As the recent decision on COVID vaccine mandates for large employers reminds us, the Supreme Court, more than the White House or Congress, is running our country.

The nation's highest judicial body has, in fact, become so assertive as to impede predictable development of the law, thus undermining both economic advances and democratic norms. It regularly overpowers the presidential administration in office at any given time, as well as Congress. The court exploits the near paralysis of the latter, and the helplessness of the former, to prevent its policy decisions from being overturned whenever the justices disagree.

There are many problems with this status quo.

First, the court lacks accountability to the voters, which instills discipline and democratic legitimacy in the other two branches. But that seems not to bother the justices. Although unelected, justices routinely override considered decisions of the two elected branches and establish broad national policy on many controversial issues facing our society.

In earlier eras, the court was more respectful of policy choices of the Executive and Congress. Justices then seemed more accepting of the civics class notion that, with limited exceptions, Congress made the laws, the courts applied the laws, and the Executive enforced the laws. Apparently, no more.

Many of the justices sound more political, ideological, and driven by personal agendas. And, more openly, even brazenly, so.

Whether the issue is state limitations on constitutional abortion rights, COVID vaccine mandates for large employers, voting rights in federal elections, or any number of other controversies, the court seems quite prepared to impose its will on the entire nation of 330 million people. Or, at least, the will of five of the nine justices.

No wonder many commentators call for institutional reforms, including term limits, age limits, expanding the court's size, and more.

Its processes are as inadequate for policymaking as its intrusions on the elected branches are inappropriate. Consider their lack of deep involvement or expertise in the complex subjects before them.

Decisions that may have been carefully crafted, often over years, by hundreds of legislators or scores of administration experts can be suddenly upended by five brilliant, but fallible, humans in black robes -- all after a single set of legal briefs by interested parties and an oral argument lasting only one hour. Nor are any "amicus briefs" really by neutral "friends of the court." Rather, like the parties' briefs, they nearly always represent special pleading by people advancing selfish interests. And, the justice's aides are young clerks barely out of law school.

By contrast, the Legislature and Executive are composed of mature political leaders who often spent years studying an issue, gaining input from hundreds of experts and diverse arrays of stakeholders. And then acting only after conducting many hearings or innumerable meetings. Their processes may not be perfect, but they surely look more complete than the court's.

Having worked in all three branches as a lawyer in the Justice Department and a Watergate prosecutor, in the Senate with the Intelligence Committee and the late Arlen Specter, and as a judge on the Court of Appeals for the Federal Circuit, I am sensitive to the limited roles of each. In my view, the high court has been going beyond its proper bounds.

In addition to being the wrong policymaker, its policy revisions are often harmful.

One example: in the ongoing COVID crisis, the nation suffers from a massive shortage of diagnostic tests. How that happened is no mystery. In 2012, the court abruptly ruled that all diagnostic methods were ineligible for patenting. Until then, they were eligible. The effect was to destroy much of the diagnostics industry and convince many of our remaining biotech companies to abandon this field.

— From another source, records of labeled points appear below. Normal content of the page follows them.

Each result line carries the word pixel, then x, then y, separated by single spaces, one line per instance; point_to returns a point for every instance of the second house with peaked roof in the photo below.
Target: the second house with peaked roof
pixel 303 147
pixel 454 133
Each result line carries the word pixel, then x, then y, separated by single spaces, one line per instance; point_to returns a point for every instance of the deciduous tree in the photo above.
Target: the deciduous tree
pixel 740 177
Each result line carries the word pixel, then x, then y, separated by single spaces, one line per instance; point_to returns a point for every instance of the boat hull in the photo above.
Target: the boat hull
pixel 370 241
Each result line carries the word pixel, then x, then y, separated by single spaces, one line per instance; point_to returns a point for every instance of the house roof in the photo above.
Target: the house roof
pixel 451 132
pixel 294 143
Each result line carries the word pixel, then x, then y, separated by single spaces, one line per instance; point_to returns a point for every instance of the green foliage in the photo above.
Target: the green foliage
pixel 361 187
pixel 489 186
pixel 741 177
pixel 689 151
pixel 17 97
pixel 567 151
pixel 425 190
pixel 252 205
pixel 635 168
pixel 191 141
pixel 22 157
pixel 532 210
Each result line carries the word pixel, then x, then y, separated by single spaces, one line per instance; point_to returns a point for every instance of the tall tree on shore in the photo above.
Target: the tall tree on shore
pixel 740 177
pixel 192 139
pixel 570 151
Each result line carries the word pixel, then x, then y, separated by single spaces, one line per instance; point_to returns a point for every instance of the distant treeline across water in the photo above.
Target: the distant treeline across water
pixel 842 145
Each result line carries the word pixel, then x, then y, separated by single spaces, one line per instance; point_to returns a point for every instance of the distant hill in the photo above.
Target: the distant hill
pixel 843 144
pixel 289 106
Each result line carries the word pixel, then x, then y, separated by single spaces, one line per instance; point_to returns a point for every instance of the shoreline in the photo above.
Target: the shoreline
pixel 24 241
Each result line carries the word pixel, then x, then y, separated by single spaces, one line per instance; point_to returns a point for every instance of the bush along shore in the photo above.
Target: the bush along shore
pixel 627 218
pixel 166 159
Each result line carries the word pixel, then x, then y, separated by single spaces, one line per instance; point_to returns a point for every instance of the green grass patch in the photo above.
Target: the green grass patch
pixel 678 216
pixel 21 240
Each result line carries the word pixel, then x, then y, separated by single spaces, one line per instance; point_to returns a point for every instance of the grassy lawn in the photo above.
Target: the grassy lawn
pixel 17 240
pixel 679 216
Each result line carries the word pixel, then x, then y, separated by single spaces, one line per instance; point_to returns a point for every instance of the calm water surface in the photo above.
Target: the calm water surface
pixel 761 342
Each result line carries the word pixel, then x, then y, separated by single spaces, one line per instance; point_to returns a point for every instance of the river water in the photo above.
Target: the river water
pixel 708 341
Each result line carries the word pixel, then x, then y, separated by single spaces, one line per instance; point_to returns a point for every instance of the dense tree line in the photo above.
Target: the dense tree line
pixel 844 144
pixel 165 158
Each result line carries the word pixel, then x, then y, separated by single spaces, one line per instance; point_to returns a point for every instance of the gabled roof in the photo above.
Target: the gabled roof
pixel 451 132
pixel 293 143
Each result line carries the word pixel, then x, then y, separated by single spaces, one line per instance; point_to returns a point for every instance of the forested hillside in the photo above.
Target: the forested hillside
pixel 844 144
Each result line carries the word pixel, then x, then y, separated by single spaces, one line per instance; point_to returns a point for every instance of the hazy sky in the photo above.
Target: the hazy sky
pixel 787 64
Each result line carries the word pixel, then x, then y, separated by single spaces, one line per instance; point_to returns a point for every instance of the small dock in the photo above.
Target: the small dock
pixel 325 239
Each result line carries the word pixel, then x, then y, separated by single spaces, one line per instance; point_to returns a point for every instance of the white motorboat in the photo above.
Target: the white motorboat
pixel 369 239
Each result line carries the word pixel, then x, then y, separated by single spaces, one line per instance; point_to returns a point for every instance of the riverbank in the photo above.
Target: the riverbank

Other such examples exist; nor are they limited to the field of science and patent law. And, in this specific instance, the court directly re-wrote the patent statute as enacted by Congress and unchanged for 200 years. The Patent Act explicitly permits, without any exceptions, patents for methods.

As a retired judge, I recognize the justices' duty to decide cases before them. They nevertheless need to avoid imposing on the nation their own personal opinions on controversial public issues.

With a few exceptions specified in the Constitution, public policy is for Congress and the executive, not the justices, to fashion.

Failing the court's conversion to greater self-restraint and to avoiding politics and ideology, Congress should weigh all options, then select the best to compel the court simply to decide cases, not mandate basic policies for the nation.

Paul R. Michel served on the United States Court of Appeals for the Federal Circuit for 22 years, and as its chief judge from 2004 until his retirement in 2010.